Special case of Point of Inflection or an incorrect interpretation?

Question

It's said that if $f''(a) = 0\ \text{ and } \,f'''(a) \neq 0\, (i.e., f'''(a)\,$ is actually some well-defined number and that number is not $0$), then there is an inflection point at $x=a$.

Let's say,
$f(x) = 4x^{5}$

$f '(x) = 20x^{4}$

$f ' '(x) = 80x^{3}$

$f ' ' '(x) = 240x^{2}$

Now, it can be said that $x=0 $ is an inflection point of $f(x)$ as $f ' '(0)=0$ and $f ' '(x)$ changes sign on either side of $x=0$. Here, if we proceed to $f ' ' '(x)$ without checking the sign of $f ' '(x)$, then we can see that $f ' ' '(0)=0$ which contradicts the rule above that states if $f ' '(a)=0$ and $f ' ' '(a)≠0$ then $x=a$ is said to be an inflection point of $f(x)$. In this example, $x=0$ is an inflection point while $f ' ' '(0)=0$. How is this possible? Is this a special case that disobeys the rule?

Answer 1

Your logic is wrong.

The statement says that if $f''(a) = 0$ and $f'''(a) \neq 0$ then $f$ has an inflection at argument $a$. That is a true statement.

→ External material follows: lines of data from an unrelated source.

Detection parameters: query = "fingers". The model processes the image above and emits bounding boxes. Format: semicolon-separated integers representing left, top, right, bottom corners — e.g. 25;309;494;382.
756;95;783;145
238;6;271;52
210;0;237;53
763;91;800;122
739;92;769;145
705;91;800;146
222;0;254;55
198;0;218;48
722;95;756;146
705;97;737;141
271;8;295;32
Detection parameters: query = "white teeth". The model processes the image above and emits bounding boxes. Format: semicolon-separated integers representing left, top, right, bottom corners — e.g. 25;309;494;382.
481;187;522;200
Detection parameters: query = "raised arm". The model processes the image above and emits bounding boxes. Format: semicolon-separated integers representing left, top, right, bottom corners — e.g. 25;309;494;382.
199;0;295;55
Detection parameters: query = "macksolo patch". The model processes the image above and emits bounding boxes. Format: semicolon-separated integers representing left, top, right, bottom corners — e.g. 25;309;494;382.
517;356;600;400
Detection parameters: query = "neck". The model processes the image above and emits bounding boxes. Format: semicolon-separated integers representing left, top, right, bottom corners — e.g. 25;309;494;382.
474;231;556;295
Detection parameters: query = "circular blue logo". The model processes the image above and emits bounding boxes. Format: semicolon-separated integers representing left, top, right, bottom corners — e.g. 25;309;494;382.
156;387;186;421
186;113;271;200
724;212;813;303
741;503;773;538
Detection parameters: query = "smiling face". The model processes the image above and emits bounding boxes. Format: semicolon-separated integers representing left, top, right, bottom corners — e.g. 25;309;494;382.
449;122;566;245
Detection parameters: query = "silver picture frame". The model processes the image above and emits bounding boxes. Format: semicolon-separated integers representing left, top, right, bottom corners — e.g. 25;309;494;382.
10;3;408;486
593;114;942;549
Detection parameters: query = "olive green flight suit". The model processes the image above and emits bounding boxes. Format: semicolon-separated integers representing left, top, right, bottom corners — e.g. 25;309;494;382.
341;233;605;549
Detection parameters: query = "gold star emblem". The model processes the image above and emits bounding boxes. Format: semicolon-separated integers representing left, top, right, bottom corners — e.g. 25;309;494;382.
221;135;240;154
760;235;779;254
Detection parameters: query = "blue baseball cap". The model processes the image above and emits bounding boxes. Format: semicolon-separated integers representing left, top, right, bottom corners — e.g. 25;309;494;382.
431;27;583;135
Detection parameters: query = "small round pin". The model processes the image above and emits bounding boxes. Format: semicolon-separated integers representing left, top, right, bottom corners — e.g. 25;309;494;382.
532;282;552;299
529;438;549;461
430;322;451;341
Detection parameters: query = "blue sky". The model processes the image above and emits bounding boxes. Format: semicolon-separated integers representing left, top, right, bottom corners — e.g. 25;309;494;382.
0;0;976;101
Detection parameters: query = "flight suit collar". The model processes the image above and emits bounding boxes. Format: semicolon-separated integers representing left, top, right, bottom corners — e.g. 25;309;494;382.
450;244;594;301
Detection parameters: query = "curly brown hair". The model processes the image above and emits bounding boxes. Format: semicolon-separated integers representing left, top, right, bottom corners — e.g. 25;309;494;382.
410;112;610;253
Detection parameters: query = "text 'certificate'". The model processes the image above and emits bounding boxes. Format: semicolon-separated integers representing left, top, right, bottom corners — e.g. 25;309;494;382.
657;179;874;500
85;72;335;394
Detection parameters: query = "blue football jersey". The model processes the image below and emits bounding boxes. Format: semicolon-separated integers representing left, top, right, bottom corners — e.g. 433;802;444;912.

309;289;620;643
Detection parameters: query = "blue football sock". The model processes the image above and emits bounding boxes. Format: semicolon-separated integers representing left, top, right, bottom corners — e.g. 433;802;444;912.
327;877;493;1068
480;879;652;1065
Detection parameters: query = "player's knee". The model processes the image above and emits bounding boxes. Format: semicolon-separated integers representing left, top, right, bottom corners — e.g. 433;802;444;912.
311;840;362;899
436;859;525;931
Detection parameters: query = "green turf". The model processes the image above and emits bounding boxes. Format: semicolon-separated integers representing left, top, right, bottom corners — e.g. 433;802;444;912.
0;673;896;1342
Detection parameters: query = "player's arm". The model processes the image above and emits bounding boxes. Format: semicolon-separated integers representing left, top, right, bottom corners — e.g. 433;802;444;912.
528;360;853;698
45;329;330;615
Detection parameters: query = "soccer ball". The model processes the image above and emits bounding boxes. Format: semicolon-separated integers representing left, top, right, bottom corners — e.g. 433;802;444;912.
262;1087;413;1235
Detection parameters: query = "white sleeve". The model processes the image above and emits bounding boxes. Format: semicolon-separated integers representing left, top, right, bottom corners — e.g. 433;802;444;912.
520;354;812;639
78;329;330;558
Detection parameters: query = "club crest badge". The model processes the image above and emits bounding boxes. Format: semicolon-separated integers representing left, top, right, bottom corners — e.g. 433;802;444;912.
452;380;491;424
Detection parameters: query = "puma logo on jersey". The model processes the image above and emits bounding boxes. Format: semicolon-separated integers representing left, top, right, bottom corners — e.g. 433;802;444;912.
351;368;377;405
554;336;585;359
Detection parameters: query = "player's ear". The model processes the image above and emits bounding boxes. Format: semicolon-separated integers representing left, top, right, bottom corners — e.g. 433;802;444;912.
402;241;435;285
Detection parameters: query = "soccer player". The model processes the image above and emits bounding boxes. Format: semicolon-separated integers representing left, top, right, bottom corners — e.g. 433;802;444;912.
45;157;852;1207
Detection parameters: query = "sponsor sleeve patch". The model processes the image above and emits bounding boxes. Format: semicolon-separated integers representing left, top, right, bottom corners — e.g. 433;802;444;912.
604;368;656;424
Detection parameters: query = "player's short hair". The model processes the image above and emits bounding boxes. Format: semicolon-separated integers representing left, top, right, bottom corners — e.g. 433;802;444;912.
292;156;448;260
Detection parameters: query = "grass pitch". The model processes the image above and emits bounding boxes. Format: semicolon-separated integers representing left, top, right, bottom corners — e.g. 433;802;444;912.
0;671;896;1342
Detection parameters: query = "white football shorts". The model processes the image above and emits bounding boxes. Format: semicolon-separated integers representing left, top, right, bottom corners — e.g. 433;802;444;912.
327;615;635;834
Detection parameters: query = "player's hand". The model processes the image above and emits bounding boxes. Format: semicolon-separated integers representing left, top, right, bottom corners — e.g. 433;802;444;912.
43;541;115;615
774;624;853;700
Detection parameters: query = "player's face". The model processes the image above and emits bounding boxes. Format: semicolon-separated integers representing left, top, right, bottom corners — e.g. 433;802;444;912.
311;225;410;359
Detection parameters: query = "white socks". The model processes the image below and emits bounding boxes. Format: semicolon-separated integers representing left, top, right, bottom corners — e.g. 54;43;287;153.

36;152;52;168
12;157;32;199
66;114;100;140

It does not say that if $f$ has an inflection at argument $a$, then necessarily it must be true that $f''(a) = 0$ and $f'''(a) \neq 0$. Your example shows that this is not true.

So the two statements "$f''(a) = 0$ and $f'''(a) \neq 0$" and "$f$ has an inflection at argument $a$" are not equivalent. From the first follows the second, but not vice versa.

Generally the theory says that if you have, $f'(a)=f''(a)=\ldots = f^{(n)}(a)=0$, but $f^{(n+1)}(a) \neq 0$, then $f$ has a local extremum if $n$ is odd and an inflection point if $n$ is even. In your choice of $f$, $n=4$ for $x=0$, so there is an inflection point at argument $0$.

Answer 2

Note that what you have is a sufficient condition for inflection, i.e., if certain conditions are met $\implies$ we have inflection point. They are by no means necessary.

In fact, by looking at monomials $x^n$ with $n=0,1,2,\dots$ you can always construct cases with/without inflection points (depending on whether $n$ is odd or even), which cannot be distinguished based only on the first few derivatives. One can take it even further, by considering smooth functions $$ f_{\pm}(x) = \begin{cases} \exp(-1/x^2), &\qquad x\geq 0,\\ \pm\exp(-1/x^2), &\qquad x<0.\end{cases} $$ For $f_{+}$, $a=0$ is not an inflection point, but all its derivatives at $a=0$ vanish. For $f_{-}$, $a=0$ is an inflection point, while all its derivatives at $a=0$ vanish. So one can always construct functions, where we cannot make a determination based on infinitely many derivatives (at a point) either.